In the hospital-by-hospital chronically of cuts, the OHC reports the current restructuring underway this year at NHH which includes the cutting of 13.7 full-time equivalent (FTE) jobs in direct patient and support care covering nursing, laboratory, physiotherapy, hospital support, housing keeping, maintenance and clerical workers.
The OHC report states that before that in 2014, the public cafeteria hours were “proposed” to be cut, along with a proposed reduction in ambulatory clinic and operating room hours.
It also noted cuts of 26 beds in 2011, and the closure of diabetes, outpatient physio therapy and occupational therapy although it also states that “as a result of community fightback, many of the cutters were rolled back, not not all were stopped.”
When NHH was asked to comment on the OHC report after it was released Wednesday, spokesperson Jennifer Gillard confirmed that cafeteria hours have been reduced. When asked specifically if reduced global funding reductions are affecting care and services in Ontario hospitals, and to respond to the impact of the cuts of the number of people affected at NHH this year, plus the impact of changes outlined for 2014 and 2011 in the OHC report, Gillard stated in an email the following day on Thursday afternoon that there had not been time to review the report “in full” and that NHH is “unable to provide comment at this time.”
No comment had been provided by Sunday morning.
Meantime, a local rally is being organized for this Saturday, April 23 to support local hospital workers.
Rally organizer Judy Sherwin of Cobourg, who paid for two banners that say “Care not cuts: Put Patients” suggests people don’t seem to know about the restructuring ongoing at NHH.
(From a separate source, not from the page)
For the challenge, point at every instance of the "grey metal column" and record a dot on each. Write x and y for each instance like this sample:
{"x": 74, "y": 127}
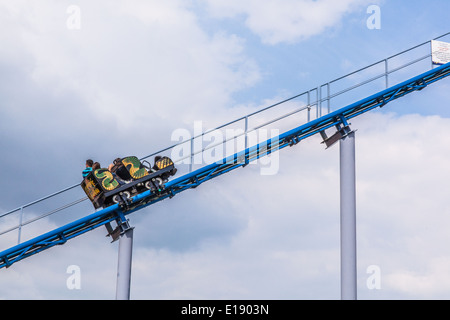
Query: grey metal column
{"x": 348, "y": 216}
{"x": 124, "y": 265}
“The only surgery and cuts we should be seeing at our hospital should be medical, not budgetary,” Mackenzie-Nicholas said. “We don’t want platitudes – we want action. It is not good enough to make cuts and still have a budget that is not balanced. This only tells us that in the near future we will be cut again”
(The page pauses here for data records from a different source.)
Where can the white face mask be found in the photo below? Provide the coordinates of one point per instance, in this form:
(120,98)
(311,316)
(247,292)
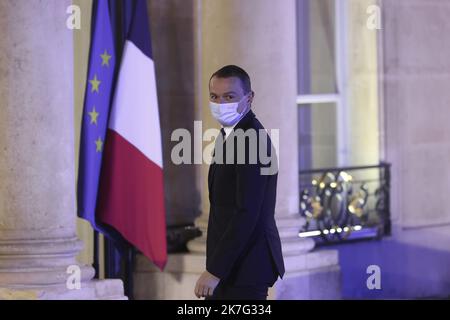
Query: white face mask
(226,113)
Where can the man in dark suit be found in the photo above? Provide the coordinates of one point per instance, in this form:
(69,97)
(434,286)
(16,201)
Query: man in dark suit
(244,256)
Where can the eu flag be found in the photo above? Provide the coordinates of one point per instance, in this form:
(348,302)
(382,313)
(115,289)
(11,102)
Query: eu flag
(96,112)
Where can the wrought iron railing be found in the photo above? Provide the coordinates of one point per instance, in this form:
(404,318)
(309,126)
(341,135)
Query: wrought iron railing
(342,204)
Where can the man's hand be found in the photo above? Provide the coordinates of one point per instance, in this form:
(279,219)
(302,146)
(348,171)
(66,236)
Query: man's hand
(206,284)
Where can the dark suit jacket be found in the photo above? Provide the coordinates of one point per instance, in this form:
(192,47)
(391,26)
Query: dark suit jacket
(243,244)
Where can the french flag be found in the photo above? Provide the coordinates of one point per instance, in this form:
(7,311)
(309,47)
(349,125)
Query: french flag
(131,194)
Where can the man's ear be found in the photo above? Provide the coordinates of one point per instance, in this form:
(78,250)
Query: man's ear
(252,95)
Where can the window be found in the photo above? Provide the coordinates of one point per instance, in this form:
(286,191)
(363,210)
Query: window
(322,67)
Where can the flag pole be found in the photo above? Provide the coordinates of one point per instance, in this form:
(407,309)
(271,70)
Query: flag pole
(96,256)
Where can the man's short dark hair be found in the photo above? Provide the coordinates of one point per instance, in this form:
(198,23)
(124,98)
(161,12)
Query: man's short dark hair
(234,71)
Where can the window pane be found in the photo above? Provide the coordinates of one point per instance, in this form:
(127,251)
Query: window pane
(317,136)
(316,46)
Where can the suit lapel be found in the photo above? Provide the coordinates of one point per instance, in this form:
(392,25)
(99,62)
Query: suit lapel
(213,167)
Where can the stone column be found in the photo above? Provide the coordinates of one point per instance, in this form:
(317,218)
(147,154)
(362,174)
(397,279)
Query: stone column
(37,194)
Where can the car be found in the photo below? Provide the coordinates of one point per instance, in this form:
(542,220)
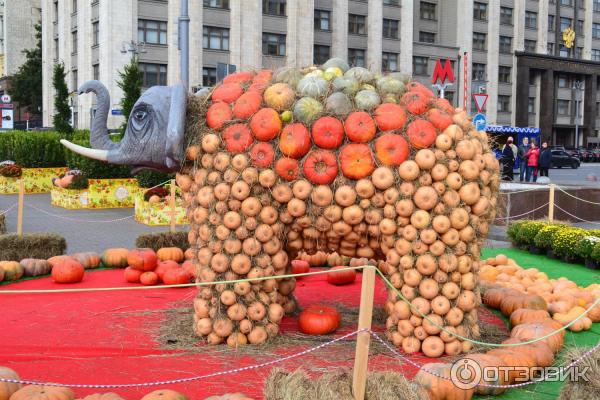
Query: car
(560,158)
She summed up her reaction this way: “We sacrificed one hospital in our community already with the promise that better services would be provided.
“It is way past time to build on our hospital services, not cut them. Patient care should always come first. What is clear to me after reading the Ontario Health Coalition report is that the provincial government (and federal too- if there is not a new Health accord) have their priorities mixed up.”